Document-topic distribution

Question

Document-topic distribution

devanshrj opened this issue a year ago · 2 comments

Hi, thank you for this awesome work!

I would like to use KDTM to generate topics and document-topic distribution on a corpus containing 4.4M tweets (each tweet can be considered a document). Can you let me know how I can obtain the document-topic distribution? The closest method I can find to this is save_document_representations(), but I am not sure if it's the same thing.

Also, my dataset does not have any labels, so I wanted to know if labels are a part of the training process or if they are optional.

Thanks in advance!

Answer 1 · 2023-05-09T22:16:55.000Z

Thanks for your interest!

To your first question, that function will get document-topic distributions, but it's just a single sample. For a later paper, we modified the function to sample multiple times and take the mean (if I recall correctly, there's no analytical mean for a logistic-normal). You can see the modified code in this branch. In fact, if my commit history is to be trusted, you can view the exact changes here.

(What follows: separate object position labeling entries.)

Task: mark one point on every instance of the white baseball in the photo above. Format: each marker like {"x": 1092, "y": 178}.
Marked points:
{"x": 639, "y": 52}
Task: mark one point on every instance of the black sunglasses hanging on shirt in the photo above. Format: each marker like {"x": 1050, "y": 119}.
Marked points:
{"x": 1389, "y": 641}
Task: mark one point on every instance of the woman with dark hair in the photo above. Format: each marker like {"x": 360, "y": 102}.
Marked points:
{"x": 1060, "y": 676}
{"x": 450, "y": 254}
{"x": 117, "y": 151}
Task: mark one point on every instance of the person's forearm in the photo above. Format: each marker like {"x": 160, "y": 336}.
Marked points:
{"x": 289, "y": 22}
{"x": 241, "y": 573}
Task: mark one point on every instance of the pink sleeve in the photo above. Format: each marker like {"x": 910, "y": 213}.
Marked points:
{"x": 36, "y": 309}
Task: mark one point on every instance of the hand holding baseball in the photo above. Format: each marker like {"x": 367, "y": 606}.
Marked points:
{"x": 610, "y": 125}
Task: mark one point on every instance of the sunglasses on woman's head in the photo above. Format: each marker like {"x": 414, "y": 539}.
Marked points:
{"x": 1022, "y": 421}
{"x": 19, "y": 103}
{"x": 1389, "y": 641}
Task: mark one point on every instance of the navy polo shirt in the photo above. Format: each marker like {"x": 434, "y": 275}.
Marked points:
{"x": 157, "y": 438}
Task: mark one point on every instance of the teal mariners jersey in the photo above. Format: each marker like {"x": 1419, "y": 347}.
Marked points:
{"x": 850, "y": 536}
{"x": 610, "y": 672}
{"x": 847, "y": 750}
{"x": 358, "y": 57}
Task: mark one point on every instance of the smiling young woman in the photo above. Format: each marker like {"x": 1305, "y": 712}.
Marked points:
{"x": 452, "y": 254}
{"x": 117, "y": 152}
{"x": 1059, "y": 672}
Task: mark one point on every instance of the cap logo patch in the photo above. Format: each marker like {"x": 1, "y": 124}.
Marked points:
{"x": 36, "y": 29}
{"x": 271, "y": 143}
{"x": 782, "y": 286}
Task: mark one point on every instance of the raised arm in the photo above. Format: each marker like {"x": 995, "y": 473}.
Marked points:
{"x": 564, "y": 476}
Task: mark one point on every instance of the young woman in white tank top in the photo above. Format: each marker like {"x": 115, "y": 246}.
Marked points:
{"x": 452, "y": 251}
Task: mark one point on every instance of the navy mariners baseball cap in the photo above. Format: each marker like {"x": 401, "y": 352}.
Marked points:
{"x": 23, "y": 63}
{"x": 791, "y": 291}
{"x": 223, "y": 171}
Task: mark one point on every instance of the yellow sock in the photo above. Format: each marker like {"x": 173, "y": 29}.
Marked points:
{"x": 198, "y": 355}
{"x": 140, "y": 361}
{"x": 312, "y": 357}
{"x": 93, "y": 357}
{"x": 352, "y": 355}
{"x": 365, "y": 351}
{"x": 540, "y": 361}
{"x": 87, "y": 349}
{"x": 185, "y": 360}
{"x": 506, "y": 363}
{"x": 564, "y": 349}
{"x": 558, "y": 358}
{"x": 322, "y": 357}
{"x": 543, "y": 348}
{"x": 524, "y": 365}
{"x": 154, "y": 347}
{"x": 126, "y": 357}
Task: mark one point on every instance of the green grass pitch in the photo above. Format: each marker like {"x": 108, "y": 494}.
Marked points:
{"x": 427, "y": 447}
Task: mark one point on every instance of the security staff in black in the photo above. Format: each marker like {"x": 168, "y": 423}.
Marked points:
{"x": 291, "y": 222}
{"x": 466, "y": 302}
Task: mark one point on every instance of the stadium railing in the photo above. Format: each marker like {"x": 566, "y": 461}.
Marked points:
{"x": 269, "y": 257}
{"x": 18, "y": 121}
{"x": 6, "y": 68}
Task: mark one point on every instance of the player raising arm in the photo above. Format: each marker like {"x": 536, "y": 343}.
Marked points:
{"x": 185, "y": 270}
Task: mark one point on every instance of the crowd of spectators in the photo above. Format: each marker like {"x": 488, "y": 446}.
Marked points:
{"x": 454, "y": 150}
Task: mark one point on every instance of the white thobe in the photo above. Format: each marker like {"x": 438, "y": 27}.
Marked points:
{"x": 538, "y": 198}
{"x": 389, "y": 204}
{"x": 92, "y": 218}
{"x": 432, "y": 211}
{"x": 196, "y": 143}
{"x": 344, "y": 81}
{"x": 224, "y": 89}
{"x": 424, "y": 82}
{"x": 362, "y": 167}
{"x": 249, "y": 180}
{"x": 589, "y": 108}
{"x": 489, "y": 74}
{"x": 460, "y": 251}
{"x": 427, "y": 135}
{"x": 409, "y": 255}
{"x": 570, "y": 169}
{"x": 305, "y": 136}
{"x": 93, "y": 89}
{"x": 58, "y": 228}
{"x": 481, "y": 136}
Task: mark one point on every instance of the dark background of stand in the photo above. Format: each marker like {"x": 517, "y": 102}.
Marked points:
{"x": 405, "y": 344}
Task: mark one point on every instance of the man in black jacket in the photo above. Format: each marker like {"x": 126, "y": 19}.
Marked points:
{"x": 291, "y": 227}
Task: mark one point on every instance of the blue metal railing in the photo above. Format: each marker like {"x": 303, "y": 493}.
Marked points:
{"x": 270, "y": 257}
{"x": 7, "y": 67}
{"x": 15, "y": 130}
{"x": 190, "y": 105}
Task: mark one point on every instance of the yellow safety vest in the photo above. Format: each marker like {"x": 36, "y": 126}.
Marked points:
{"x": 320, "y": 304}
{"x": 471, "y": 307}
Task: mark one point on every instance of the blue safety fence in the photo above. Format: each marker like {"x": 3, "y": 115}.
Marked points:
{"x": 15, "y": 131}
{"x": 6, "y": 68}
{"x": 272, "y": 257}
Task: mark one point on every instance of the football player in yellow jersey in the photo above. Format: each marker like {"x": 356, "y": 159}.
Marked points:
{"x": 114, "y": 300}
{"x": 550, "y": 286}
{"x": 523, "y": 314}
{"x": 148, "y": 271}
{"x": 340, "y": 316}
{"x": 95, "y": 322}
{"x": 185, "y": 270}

Labels (as well as covariates) are optional and all reported results are unsupervised.

Not that you asked, but you should also note that we realized the NPMI implementation in this repo (ported from the original Scholar paper) is nonstandard, and I believe we calculate it during training. You should prefer implementations from Gensim, OCTIS, Palmetto, or us. Of course, the best bet is to forgo automated metrics altogether 😉

Answer 2 · 2023-05-09T22:21:23.000Z

Another thing you didn't ask: we've found that mallet works surprisingly well with Tweets, in case you haven't tried it already and are looking for a good baseline.